Deaths attributed to SARS-CoV-2 decreased during the summer period in temperate countries. We found that the effect of vaccination rates on mortality was stronger when temperatures were lower. Stakeholders should consider seasonality in managing SARS-CoV-2 and future pandemics to minimize mortality, limit the pressure on hospitals and intensive care units while maintaining economic and social activities.

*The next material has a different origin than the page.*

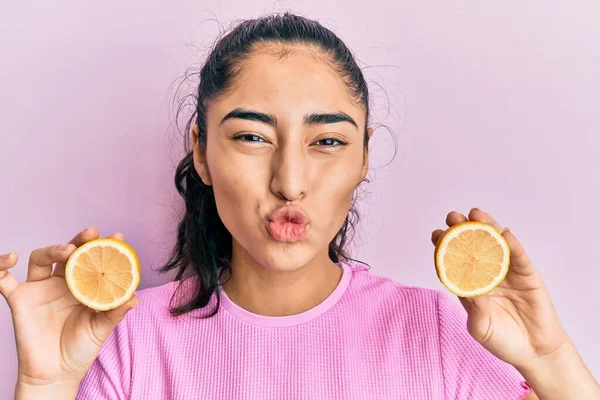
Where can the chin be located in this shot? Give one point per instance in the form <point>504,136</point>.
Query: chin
<point>284,256</point>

虽然疫苗接种、限制措施和社交距离在降低新冠病毒导致的死亡率方面的有益效果是直观且理所当然的,但季节性(在一年期间反复出现或重复的可预测波动或模式)仍未得到充分理解且未被充分考虑。我们旨在研究温带气候国家的新冠病毒季节性。
我们确定了温带气候国家,并从国家环境信息中心和气候变化知识门户提取了各国平均气温数据。我们从一个开放获取数据库中获取了死亡率和疫苗接种率。我们使用从牛津新冠病毒政府应对追踪器得出的严格指数来量化限制政策。我们使用斯皮尔曼秩相关非参数检验系数来研究新冠病毒死亡率与温度值之间的关联。我们采用多元回归模型来分析防控措施、疫苗接种和月平均气温如何影响新冠病毒死亡率。
温带气候的欧洲国家和美国各州每百万居民每日死亡人数的时间序列与月平均气温呈负相关(所有国家p<0.0001,0.40<R<0.86)。在运行具有国家固定效应的多元回归模型时,我们注意到温度较高时死亡率显著较低。有趣的是,当在月平均气温和疫苗接种率之间添加一个交互项时,我们发现随着月平均气温下降,疫苗接种运动对死亡率的影响比在较高温度时更大。
在温带国家,夏季期间新冠病毒导致的死亡人数减少。我们发现温度较低时疫苗接种率对死亡率的影响更强。利益相关者在管理新冠病毒和未来大流行时应考虑季节性,以尽量减少死亡率,限制医院和重症监护病房的压力,同时维持经济和社会活动。